The epimediums came from Edelweiss Perennials and when he removed one from its pot, he said that this was how a root ball (not really a ball but that’s what we say) should look; it looked very excellent. These plants could be planted right in the ground without anything being done to the roots, though as you can see they were soaked in a dish pan first. (The guy I live with says every gardener should have some dish pans.)

So holes were dug. The plants were set into the holes, and then watered. It was just regular dirt, but the water, from the watering can, disappeared immediately. It was amazing; I watched this very closely, and couldn’t believe my eyes. The water was poured in, and disappeared. In just regular dirt. Each plant got a whole gallon of water from the watering can.

Once they’re established, which can take a couple of years, here, epimediums will tolerate a considerable amount of “dryness at the root”, as Graham Stuart Thomas used to say. There are really very few plants that will grow in the “dry shade” garden writers talk about all the time, but epimediums are one. I mean at least if they get watered about once a week, so not really dry, but sometimes dry. Or at least not moist all the time.

Here I am, watching over the new epimediums. If it looks like I’m lying on a path, that’s because I am. Slipper created this path, a long time ago, because he was always looking for shortcuts.  I really like watching the gardening process as closely as possible. I might learn something, so I can help in the garden later on.

The bit of green rabbit wire in the lower left is because of the cyclamen which were planted there a little while ago, and in fact, it’s not to prevent me from stepping on them, but to remind the guy I live with that cyclamen were planted. They’re Cyclamen hederifolium and a couple are flowering now. 

Later, there will be leaves, which remain all winter long, and the rabbit wire can be removed.

The guy I live with said he’s ready for cooler weather now, because this summer has been so gloomy and depressing. He said that he always thought August was a melancholy time of the year because, first of all, when he was little, having to go back to school was looming on the horizon, and then when he didn’t have to do that any more, it was the idea that somehow he didn’t do all the “summery” things he should have done, like go to the beach or the swimming pool, or something else he never really did do.  The end of summer was so sad.

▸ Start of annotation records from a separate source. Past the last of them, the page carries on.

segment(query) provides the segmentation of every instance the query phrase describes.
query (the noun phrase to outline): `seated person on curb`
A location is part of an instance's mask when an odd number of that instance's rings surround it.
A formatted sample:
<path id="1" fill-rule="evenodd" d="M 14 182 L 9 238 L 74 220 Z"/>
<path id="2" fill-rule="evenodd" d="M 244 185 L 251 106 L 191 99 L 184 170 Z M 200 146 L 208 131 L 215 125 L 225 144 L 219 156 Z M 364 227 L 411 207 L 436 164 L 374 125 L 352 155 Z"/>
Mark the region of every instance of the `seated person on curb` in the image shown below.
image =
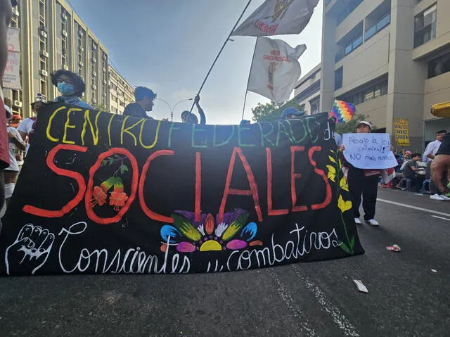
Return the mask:
<path id="1" fill-rule="evenodd" d="M 197 110 L 198 110 L 198 115 L 200 115 L 200 124 L 206 124 L 206 116 L 205 115 L 203 109 L 200 106 L 200 96 L 197 95 L 195 96 L 194 103 L 197 106 Z M 184 123 L 198 124 L 198 118 L 197 118 L 197 116 L 188 110 L 181 113 L 181 121 Z"/>
<path id="2" fill-rule="evenodd" d="M 152 90 L 145 87 L 138 87 L 134 89 L 136 102 L 130 103 L 125 107 L 124 115 L 153 120 L 153 118 L 147 115 L 147 111 L 151 111 L 153 109 L 155 98 L 156 98 L 156 94 Z"/>
<path id="3" fill-rule="evenodd" d="M 418 175 L 418 172 L 420 171 L 418 163 L 420 160 L 422 155 L 420 155 L 420 153 L 413 153 L 411 158 L 412 159 L 405 163 L 403 169 L 403 175 L 406 179 L 411 179 L 411 181 L 414 183 L 416 190 L 418 191 L 420 187 L 422 176 Z"/>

But now, the weather seems to have changed, and summer is no longer summer but just a season of darkness and endless thunderstorms featuring large hail, to be avoided (hopefully) and endured, not to be enjoyed. I think I agree.

So the cyclamen, flowering, represented the beginning of cooler, and sunnier, weather. I would like that, for sure. We purebred border collies do not care for thunderstorms or hot weather.

Well, I might have gone on more than I needed to. If you think I go on, you should be around the guy I live with, who pretty much never stops talking. He said once that eventually he’ll stop talking, and just make gestures, but I doubt it.